Le livre exceptionnel, à la fois par son contenu et par son illustration, d’Euphrosinia Kersnovskaïa montre à quel point le goulag est l’essence même de la Russie soviétique et probablement de celle d’aujourd’hui. Un univers fait de crainte, de terreur et d’insondable bêtise. Le texte et les dessins de ce beau livre révèlent à quel point la pauvreté ou plutôt l’extrême misère kolkhozienne et la condition de sujet prisonnier déterminent entièrement la Russie du XXe siècle.
Euphrosinia Kersnovskaïa, Envers et contre tout. Chronique illustrée de ma vie au Goulag. Avant-propos de Ludmila Oulitskaïa. Préface de Nicolas Werth. Trad. du russe par Sophie Benech. Christian Bourgois, 624 p., 29,90 €
Euphrosinia Kersnovskaïa (26 décembre 1907-8 mars 1994) naît à Odessa dans une famille de la noblesse russe. Son père, un juriste, devient agriculteur en quittant la Russie pour la Bessarabie, en 1919. Il meurt en 1936, quatre ans avant l’invasion de cette région (qui fait alors partie du royaume de Roumanie) par l’Union soviétique. On vient arrêter Euphrosinia en 1940, en son absence ; elle se présente elle-même au NKVD, par défi, mais aussi parce qu’elle sait qu’elle sera prise de toute façon. Elle finira par être libérée en 1952, après avoir passé plus de dix ans en camp de travail, en prison ou en fuite.

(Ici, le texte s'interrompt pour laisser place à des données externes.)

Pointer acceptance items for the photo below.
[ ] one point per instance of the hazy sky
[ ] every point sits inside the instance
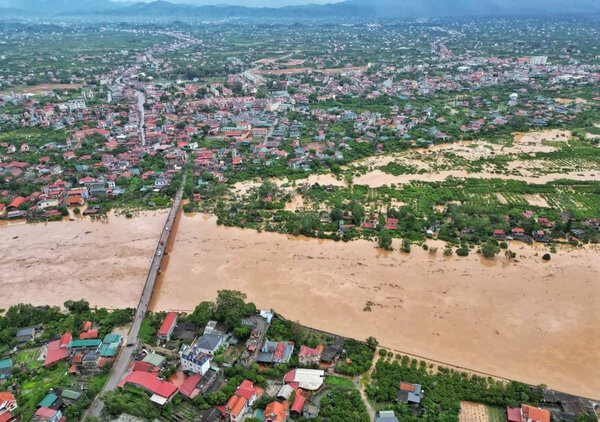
(249, 3)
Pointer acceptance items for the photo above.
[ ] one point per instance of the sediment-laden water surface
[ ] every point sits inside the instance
(528, 320)
(105, 262)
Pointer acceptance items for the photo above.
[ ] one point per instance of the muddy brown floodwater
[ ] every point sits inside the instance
(105, 262)
(527, 320)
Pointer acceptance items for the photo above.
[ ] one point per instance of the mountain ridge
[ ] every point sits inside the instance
(348, 8)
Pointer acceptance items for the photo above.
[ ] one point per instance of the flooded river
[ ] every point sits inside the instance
(105, 262)
(527, 320)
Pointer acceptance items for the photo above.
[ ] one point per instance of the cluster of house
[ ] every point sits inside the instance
(199, 374)
(51, 407)
(86, 355)
(543, 227)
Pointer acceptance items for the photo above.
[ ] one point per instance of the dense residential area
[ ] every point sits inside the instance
(233, 212)
(119, 138)
(228, 361)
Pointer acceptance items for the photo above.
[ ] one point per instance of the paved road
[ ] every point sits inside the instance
(124, 357)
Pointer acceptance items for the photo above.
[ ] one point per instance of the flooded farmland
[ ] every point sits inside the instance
(527, 320)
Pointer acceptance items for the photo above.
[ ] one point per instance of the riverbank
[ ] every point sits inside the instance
(104, 261)
(527, 320)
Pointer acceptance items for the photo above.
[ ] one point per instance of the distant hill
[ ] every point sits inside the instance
(348, 8)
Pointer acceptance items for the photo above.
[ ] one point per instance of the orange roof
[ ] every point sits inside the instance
(405, 386)
(535, 413)
(17, 202)
(275, 412)
(236, 405)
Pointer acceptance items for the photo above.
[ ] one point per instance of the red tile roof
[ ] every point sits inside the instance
(149, 381)
(307, 351)
(167, 324)
(405, 386)
(246, 390)
(57, 350)
(513, 414)
(45, 413)
(188, 388)
(17, 202)
(298, 404)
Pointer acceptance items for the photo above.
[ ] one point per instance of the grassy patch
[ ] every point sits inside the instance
(339, 382)
(497, 414)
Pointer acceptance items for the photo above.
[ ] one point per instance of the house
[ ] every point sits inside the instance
(391, 223)
(307, 379)
(308, 356)
(45, 414)
(275, 352)
(209, 415)
(534, 414)
(513, 414)
(154, 359)
(209, 344)
(298, 405)
(167, 327)
(8, 407)
(84, 345)
(189, 387)
(110, 345)
(409, 393)
(5, 369)
(500, 234)
(192, 359)
(275, 412)
(285, 392)
(57, 350)
(162, 391)
(386, 416)
(51, 401)
(540, 236)
(16, 203)
(332, 351)
(242, 400)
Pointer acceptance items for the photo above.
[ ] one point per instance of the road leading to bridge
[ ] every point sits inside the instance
(121, 364)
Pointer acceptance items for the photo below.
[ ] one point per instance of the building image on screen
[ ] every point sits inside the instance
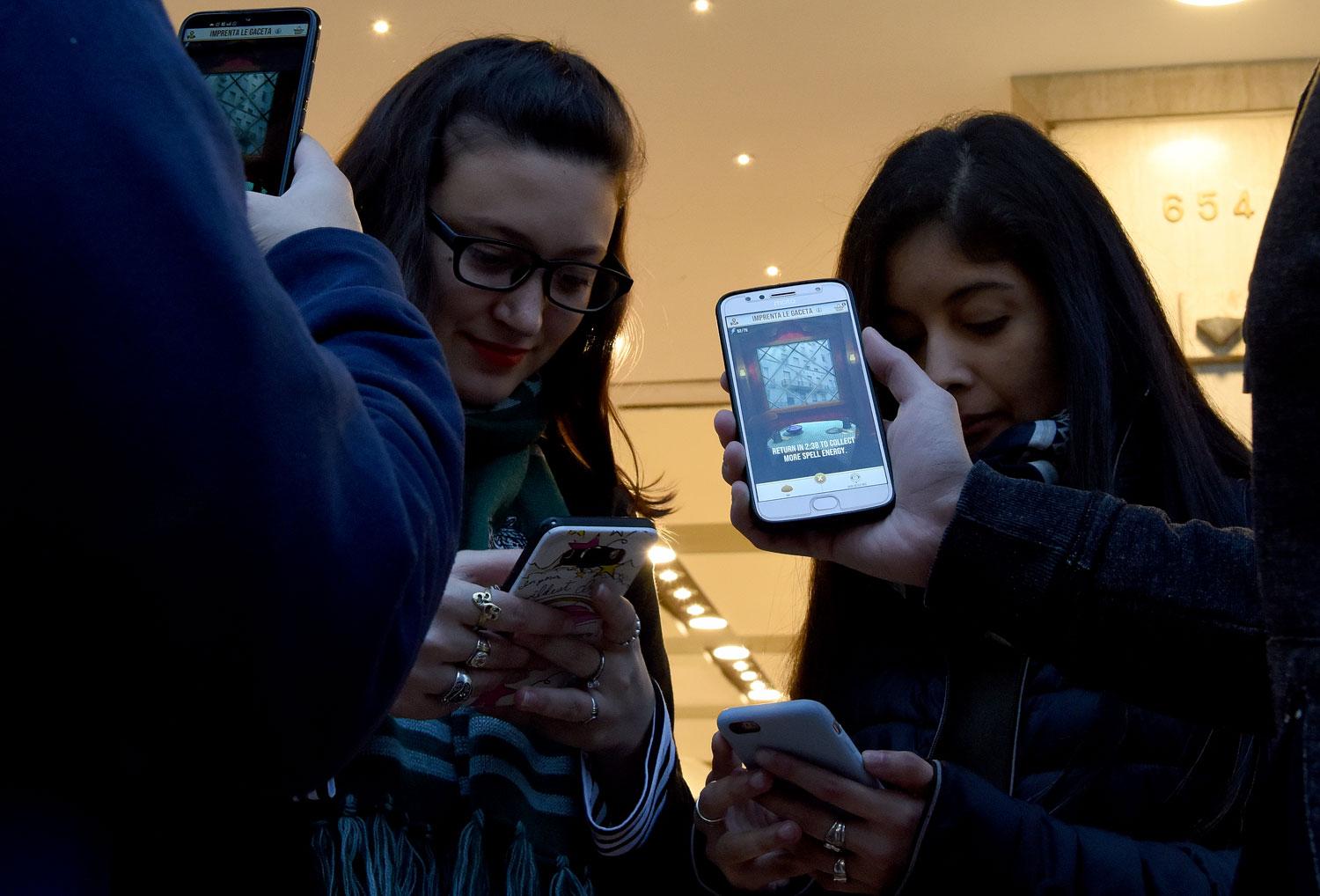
(797, 374)
(247, 99)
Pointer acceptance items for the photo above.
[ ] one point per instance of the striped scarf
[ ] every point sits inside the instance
(469, 804)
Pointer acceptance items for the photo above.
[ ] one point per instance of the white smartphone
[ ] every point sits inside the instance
(561, 568)
(800, 727)
(804, 403)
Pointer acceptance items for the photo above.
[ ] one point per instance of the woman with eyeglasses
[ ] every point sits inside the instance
(498, 172)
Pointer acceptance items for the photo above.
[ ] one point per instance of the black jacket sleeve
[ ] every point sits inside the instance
(976, 838)
(1164, 613)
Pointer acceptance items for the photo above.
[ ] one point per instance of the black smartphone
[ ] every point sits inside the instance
(804, 403)
(258, 63)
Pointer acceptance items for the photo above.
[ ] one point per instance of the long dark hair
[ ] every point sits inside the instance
(530, 94)
(1140, 424)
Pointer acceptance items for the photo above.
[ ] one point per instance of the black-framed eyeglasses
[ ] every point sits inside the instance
(503, 267)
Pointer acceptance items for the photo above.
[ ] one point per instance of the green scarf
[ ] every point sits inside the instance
(467, 804)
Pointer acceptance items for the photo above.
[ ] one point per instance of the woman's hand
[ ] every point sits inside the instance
(747, 842)
(928, 460)
(879, 826)
(453, 639)
(612, 719)
(317, 197)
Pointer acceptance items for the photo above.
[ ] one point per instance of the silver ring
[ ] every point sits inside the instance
(834, 837)
(461, 690)
(480, 655)
(636, 634)
(488, 610)
(594, 681)
(696, 808)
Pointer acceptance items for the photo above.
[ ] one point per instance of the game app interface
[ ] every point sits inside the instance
(253, 73)
(807, 420)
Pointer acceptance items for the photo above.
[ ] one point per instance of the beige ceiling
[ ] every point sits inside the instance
(816, 90)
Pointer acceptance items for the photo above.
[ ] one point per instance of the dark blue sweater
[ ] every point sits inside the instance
(231, 483)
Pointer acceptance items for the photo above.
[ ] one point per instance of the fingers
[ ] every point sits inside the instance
(894, 369)
(824, 785)
(900, 769)
(734, 848)
(557, 703)
(721, 795)
(726, 428)
(618, 616)
(570, 653)
(517, 615)
(490, 566)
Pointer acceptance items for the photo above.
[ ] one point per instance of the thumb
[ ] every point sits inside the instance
(903, 771)
(485, 566)
(309, 160)
(892, 367)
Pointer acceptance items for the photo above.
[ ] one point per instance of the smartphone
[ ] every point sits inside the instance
(258, 63)
(800, 727)
(561, 566)
(804, 403)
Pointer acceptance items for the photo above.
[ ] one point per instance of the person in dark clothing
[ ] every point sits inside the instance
(1169, 615)
(498, 172)
(990, 256)
(231, 481)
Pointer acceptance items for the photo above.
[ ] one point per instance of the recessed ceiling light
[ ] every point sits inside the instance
(662, 554)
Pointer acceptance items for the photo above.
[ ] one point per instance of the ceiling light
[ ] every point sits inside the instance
(662, 554)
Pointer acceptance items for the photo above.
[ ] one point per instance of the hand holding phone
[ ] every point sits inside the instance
(319, 197)
(259, 63)
(804, 403)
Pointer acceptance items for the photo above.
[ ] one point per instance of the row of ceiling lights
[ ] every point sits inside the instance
(680, 598)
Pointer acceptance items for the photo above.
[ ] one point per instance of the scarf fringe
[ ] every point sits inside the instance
(565, 883)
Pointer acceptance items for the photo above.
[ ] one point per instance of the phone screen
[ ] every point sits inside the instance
(805, 408)
(255, 70)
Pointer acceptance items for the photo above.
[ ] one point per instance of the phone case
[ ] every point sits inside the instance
(818, 520)
(799, 727)
(562, 566)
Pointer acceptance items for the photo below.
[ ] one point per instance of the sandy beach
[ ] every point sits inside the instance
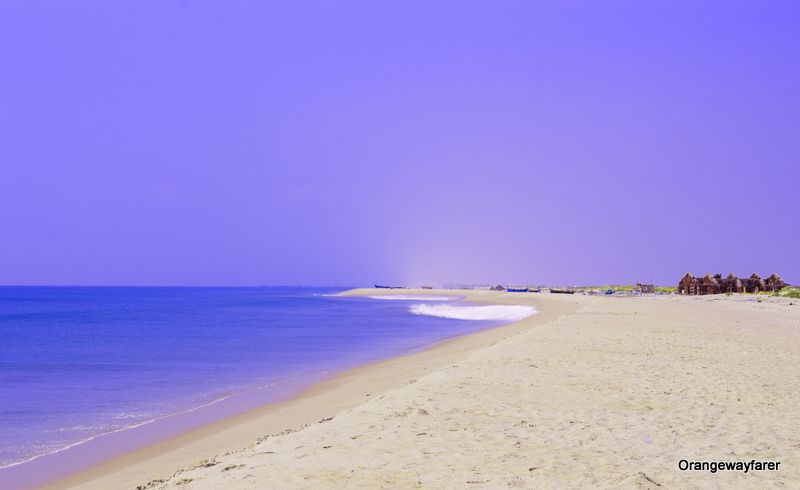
(591, 392)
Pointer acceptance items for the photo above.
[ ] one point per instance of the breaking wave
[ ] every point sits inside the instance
(489, 312)
(412, 297)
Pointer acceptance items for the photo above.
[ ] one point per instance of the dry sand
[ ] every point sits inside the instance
(592, 392)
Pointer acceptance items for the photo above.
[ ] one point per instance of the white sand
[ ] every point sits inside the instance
(593, 392)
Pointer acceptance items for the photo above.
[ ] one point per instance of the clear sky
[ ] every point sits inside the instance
(347, 143)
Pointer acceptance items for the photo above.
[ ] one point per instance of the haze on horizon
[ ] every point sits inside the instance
(349, 143)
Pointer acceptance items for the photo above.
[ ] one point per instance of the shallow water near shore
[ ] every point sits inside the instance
(77, 363)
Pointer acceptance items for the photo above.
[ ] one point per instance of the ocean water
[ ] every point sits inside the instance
(78, 362)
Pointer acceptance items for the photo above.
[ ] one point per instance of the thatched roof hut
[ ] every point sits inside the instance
(687, 285)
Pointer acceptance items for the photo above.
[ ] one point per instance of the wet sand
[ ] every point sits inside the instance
(320, 401)
(593, 392)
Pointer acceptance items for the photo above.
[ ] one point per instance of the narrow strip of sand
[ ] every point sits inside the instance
(322, 401)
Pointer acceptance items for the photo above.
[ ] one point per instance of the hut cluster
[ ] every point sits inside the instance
(716, 284)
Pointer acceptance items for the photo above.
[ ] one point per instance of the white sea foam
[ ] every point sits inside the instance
(414, 297)
(489, 312)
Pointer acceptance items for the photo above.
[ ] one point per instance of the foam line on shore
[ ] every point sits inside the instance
(509, 313)
(413, 297)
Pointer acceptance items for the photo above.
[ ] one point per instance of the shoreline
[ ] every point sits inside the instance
(299, 408)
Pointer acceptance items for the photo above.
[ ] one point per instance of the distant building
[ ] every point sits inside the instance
(715, 284)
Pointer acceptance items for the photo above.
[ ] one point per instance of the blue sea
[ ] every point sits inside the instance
(78, 362)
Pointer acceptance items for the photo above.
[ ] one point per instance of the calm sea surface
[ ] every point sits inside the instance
(76, 362)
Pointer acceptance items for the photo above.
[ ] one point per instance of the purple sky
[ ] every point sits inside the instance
(346, 143)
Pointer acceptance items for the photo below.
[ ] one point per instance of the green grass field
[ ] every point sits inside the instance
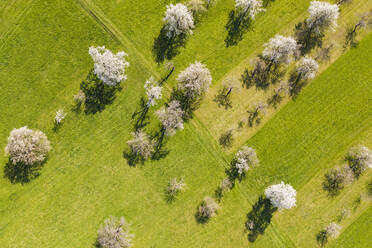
(44, 57)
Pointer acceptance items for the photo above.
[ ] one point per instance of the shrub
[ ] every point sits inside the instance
(114, 234)
(359, 159)
(281, 196)
(307, 68)
(323, 15)
(333, 230)
(225, 186)
(336, 179)
(226, 139)
(248, 9)
(171, 117)
(109, 67)
(27, 146)
(79, 98)
(175, 187)
(178, 20)
(141, 144)
(207, 209)
(279, 49)
(194, 80)
(153, 91)
(59, 117)
(245, 158)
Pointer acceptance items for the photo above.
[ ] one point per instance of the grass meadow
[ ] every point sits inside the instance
(44, 57)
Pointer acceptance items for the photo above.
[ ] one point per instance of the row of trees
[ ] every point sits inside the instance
(279, 196)
(28, 149)
(358, 160)
(193, 82)
(270, 66)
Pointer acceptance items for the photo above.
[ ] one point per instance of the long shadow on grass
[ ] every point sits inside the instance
(165, 47)
(159, 150)
(236, 27)
(141, 117)
(259, 218)
(21, 173)
(97, 94)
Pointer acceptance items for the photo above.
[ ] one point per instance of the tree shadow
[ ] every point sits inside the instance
(132, 158)
(166, 77)
(165, 47)
(226, 139)
(296, 84)
(322, 238)
(97, 94)
(21, 173)
(187, 104)
(266, 3)
(141, 117)
(275, 100)
(223, 98)
(307, 38)
(262, 75)
(236, 27)
(160, 151)
(259, 218)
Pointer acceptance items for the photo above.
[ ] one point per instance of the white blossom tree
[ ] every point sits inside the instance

Son destin, c’est de montrer qu’il n’y a guère de différence entre la vie « libre » et le goulag. Dehors, on est toujours dedans. Quel que soit le lieu, on est à la merci de tout détenteur d’autorité, il suffit du moindre prétexte pour être accusé de sabotage (code pénal de 1927) et se retrouver, par exemple, privé de nourriture. Soljenitsyne, Chalamov et bien d’autres avaient déjà décrit cet univers concentrationnaire.
Ce qui domine Envers et contre tout, c’est le récit de cet interminable voyage quotidien, à pied, de camp en camp, au hasard des circonstances et des rencontres, toutes marquées par la présence de la menace. De 1940 à 1952, Euphrosinia est transférée de camp en camp ou de cachot en cachot, elle s’échappe, tâchant que les villageois ne puissent pas la dénoncer, restant des jours entiers sans manger. Elle erre à travers les forêts sibériennes, affamée et sans savoir où elle est.
À la fois détenue et fuyarde, elle parcourt de grandes distances à pied, et, au gré des endroits qu’elle aborde (fleuves Ob ou Ienisseï), elle reste toujours exposée aux lubies des gardiens ou des codétenus qui, à tout moment, peuvent laisser éclater leur violence, d’abord sur les prisonniers les plus affaiblis. La moindre chose, le plus petit fait, de loin ou de près, sont investis par la présence permanente du goulag, chaque jour est un jour de faim, de peur et de menace. Ainsi, « l’arrivée au camp de rééducation par le travail a marqué l’apogée de nos humiliations. On a commencé par nous obliger à nous déshabiller complètement puis à nous faire entrer dans des cahutes en bois, sans toit. Les étoiles scintillaient au-dessus de nos têtes ».
L‘absurdité et la cruauté des règlements vont jusqu’à interdire à un captif mourant d’adresser une dernière lettre à sa famille. Kersnovskaïa est même condamnée, en 1944, à dix ans de camp et cinq ans de privation de droits civiques pour avoir critiqué le poète Maïakovski, finalement rallié à Staline, devant les cochons dont elle avait la garde.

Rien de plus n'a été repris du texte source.